Наш глуповский полковник. — Печатая в 1863 году в «Современнике» главу «Перед вечером» (под заглавием «После обеда в гостях»), Салтыков вынужден был внести в текст ряд изменений цензурного характера. В частности, «глуповский полковник» превратился в «доброго и милого приятеля Семена Михайлыча Булановского». Рукописи очерка и корректурные гранки позволяют восстановить авторский замысел, что особенно необходимо в данном случае, так как замена «полковника» «добрым и милым приятелем Семеном Михайлычем Булановским» по недосмотру цензуры была проведена непоследовательно: и в публикации «Современника», и во всех прижизненных изданиях в двух случаях остался «полковник».

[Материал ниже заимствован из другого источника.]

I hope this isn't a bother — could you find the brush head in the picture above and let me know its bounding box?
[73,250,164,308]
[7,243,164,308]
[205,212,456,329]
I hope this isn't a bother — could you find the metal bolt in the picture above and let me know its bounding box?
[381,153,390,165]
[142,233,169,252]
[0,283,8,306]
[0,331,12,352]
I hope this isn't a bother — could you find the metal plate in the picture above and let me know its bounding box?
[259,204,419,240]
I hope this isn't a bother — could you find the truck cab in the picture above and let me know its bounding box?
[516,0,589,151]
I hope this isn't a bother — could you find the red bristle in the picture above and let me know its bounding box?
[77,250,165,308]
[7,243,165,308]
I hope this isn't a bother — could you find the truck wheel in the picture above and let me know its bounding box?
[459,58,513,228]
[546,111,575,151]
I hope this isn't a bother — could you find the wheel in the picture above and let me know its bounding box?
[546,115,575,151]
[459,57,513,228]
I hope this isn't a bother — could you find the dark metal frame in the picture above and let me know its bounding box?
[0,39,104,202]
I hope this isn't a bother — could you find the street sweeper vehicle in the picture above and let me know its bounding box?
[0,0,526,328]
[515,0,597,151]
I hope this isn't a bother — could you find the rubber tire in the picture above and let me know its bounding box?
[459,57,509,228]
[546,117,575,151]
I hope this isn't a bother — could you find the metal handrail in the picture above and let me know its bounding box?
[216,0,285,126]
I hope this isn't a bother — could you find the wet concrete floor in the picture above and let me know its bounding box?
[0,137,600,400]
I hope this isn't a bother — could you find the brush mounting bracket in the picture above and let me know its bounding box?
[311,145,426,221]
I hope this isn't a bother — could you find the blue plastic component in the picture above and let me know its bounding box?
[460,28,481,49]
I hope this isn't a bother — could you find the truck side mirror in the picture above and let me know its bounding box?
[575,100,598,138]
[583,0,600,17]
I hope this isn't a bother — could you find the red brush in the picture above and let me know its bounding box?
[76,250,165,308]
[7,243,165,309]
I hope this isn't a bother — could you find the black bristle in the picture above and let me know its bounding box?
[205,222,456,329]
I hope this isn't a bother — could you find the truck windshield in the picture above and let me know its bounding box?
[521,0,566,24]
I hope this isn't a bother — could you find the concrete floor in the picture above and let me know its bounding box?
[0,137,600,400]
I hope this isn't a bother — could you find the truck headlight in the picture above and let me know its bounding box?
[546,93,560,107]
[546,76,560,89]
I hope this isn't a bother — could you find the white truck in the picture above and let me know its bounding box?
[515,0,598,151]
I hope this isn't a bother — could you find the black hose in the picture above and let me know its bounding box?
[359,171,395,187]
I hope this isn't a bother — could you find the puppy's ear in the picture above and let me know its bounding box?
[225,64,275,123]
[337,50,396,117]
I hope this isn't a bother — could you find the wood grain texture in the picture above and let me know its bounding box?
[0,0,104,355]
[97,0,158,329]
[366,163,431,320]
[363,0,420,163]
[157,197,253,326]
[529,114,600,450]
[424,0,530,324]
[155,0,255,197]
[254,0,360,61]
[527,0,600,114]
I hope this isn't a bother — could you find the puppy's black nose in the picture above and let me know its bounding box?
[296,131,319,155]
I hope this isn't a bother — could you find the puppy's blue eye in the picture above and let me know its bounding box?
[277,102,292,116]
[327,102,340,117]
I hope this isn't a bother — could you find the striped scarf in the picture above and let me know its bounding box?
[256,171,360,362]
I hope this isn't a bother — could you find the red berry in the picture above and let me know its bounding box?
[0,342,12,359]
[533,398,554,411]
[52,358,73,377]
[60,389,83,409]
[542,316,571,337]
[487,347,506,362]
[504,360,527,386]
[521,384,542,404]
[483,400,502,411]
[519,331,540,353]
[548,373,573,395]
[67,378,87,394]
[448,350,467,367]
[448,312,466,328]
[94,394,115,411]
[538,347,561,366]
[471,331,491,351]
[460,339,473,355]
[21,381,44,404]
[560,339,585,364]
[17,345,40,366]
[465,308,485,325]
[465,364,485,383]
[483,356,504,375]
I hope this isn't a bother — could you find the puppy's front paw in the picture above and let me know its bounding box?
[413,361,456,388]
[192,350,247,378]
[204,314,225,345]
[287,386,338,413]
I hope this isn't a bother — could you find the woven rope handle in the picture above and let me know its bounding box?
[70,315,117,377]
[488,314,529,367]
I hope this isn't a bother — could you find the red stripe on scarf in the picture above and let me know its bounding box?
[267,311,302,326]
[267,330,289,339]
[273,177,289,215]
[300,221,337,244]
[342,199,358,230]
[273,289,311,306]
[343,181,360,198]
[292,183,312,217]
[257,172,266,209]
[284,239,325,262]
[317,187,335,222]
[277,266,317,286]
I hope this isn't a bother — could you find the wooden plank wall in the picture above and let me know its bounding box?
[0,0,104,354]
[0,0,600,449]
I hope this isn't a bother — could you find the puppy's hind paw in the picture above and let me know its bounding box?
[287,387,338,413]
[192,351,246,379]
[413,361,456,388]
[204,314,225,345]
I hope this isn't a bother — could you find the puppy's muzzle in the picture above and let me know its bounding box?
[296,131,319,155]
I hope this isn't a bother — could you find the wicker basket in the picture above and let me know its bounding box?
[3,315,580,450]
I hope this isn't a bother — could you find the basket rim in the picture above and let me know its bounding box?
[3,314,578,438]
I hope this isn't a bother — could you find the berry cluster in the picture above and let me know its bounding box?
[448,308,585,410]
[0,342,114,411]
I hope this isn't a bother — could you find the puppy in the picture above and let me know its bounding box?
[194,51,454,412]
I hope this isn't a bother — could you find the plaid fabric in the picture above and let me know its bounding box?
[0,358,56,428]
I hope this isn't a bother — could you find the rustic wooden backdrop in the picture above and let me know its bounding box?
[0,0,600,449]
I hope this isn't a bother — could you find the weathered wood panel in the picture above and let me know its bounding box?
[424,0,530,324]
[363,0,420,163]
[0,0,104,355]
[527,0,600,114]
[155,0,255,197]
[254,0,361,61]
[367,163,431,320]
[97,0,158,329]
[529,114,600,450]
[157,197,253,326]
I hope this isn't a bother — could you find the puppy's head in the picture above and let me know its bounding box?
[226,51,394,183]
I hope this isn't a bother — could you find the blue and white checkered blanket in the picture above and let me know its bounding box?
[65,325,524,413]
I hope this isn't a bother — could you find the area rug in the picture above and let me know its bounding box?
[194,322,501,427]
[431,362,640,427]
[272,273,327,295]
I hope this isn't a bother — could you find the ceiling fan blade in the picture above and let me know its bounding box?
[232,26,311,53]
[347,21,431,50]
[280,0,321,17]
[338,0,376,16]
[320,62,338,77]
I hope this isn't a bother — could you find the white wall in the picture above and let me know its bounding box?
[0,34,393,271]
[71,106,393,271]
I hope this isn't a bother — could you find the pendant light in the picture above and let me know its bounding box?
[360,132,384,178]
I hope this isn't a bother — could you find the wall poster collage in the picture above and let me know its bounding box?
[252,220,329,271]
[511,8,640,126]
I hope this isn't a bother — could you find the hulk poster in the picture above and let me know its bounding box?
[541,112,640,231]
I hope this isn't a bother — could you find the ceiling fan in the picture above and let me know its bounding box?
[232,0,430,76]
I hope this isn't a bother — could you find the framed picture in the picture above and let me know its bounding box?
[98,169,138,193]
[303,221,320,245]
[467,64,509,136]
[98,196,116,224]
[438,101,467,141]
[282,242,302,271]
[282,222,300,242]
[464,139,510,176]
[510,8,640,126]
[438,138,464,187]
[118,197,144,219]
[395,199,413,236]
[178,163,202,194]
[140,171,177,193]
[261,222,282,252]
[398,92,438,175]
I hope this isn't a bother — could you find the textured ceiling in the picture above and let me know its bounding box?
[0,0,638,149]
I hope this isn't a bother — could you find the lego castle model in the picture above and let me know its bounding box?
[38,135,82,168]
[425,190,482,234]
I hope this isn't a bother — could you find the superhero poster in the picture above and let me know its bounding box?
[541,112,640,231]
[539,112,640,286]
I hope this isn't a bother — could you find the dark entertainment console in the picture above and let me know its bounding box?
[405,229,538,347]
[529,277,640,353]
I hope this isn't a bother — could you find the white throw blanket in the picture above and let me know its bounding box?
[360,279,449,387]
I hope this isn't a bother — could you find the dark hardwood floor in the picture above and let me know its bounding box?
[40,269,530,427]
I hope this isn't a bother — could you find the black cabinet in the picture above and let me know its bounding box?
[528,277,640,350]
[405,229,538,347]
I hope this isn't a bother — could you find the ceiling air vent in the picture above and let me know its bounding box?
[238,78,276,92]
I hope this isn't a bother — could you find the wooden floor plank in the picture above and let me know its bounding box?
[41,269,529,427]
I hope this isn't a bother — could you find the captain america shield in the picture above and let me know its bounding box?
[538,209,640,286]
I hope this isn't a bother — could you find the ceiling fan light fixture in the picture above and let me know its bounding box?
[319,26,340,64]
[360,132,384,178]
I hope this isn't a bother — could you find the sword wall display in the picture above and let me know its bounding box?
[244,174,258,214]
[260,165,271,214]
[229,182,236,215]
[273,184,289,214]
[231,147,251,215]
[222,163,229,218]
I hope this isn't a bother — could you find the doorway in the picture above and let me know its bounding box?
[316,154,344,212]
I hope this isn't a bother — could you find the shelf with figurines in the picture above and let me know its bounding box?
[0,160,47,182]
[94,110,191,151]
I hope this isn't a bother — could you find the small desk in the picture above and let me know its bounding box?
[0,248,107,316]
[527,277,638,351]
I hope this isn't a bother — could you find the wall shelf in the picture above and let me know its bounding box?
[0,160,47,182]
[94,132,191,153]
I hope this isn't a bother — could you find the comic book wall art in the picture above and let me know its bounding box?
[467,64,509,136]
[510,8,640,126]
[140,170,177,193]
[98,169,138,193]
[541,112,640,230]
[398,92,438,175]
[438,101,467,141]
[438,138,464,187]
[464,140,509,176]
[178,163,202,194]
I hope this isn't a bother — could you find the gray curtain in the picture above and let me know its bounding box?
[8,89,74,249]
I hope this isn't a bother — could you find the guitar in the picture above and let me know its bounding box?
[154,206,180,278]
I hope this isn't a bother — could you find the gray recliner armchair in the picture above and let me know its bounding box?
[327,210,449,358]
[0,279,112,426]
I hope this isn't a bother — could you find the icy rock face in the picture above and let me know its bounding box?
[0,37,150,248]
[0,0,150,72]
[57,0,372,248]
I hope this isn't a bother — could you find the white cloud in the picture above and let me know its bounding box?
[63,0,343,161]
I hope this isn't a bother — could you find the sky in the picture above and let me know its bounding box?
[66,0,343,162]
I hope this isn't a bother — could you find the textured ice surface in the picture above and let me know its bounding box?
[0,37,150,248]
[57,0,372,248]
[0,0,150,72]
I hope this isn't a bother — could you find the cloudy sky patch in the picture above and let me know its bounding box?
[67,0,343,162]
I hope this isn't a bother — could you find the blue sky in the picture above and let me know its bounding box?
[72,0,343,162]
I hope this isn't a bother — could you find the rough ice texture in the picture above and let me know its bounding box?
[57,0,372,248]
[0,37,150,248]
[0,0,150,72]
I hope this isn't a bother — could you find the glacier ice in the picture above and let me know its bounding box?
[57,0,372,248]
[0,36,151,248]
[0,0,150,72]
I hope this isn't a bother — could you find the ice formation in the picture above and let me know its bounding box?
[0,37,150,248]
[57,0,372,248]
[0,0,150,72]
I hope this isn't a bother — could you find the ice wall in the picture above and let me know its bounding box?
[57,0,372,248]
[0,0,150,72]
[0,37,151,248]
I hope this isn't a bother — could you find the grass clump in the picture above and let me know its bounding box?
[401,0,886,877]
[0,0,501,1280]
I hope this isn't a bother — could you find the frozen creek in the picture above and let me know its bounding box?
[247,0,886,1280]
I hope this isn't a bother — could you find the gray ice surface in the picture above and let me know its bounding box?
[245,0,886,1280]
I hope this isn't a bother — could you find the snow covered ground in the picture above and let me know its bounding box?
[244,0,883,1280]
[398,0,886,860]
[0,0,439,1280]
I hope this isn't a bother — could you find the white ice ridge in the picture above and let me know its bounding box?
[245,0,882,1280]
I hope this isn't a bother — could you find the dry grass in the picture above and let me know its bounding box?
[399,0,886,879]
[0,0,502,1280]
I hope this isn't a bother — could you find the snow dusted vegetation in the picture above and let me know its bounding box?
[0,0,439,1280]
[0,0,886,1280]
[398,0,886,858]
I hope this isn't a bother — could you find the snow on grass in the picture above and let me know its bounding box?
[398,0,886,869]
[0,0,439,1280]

В сатирическом портрете Булановского — главы «губернского надзора» — нашли отражение черты одного из хорошо известных Салтыкову «деятелей» органов политического контроля самодержавия — жандармского штаб-офицера в Твери, полковника И. М. Симановского. Он осуществлял, в частности, негласный надзор за самим Салтыковым и посылал о нем секретные донесения в Петербург. Сатирическое выступление против жандармов — «опричники», «масоны» (стр. 408–409), редкое даже у Салтыкова, — немедленно привлекло к себе внимание III Отделения. Через несколько дней после появления в свет очерка Салтыкова в III Отделении была уже подготовлена специальная «Записка» о нем, датированная 6 апреля 1863 года. В записке сообщалось, в частности, по поводу фигуры Семена Михайлыча Булановского: «Как Салтыков был несколько лет вице-губернатором в Твери, то с первого раза, при чтении этой статьи, родилась мысль, не описан ли тут тверской жандармский штаб-офицер. В самом вымышленном имени Булановского сквозит имя Ивана Михайловича Симановского. Кроме того, в описании наружности, манер, разговора и суждения нельзя не узнать полковника Симановского…» Затем давалась подробная характеристика образа Булановского сопоставительно с его прототипом, а потом следовало раскрытие еще одного «портретного» намека— о начальнике Московского жандармского округа (ему была подчинена Тверь) С. В. Перфильеве: «Между прочим, Щедрин сказал слова два об окружном генерале в Москве. В этих немногих словах почтенный Степан Васильевич Перфильев очеркнут в более неприятном виде, чем Симановский» (Центральный государственный архив Октябрьской революции, ф. 109 (III Отд.), оп. la (Секретный архив), ед. хр. № 1993). Возможно, до Салтыкова дошли какие-то слухи о недовольстве III Отделения или самого Симановского прозрачностью псевдонима, и, включая очерк в сборник «Сатиры в прозе», он изменил фамилию «Булановский» на «Стопашовский».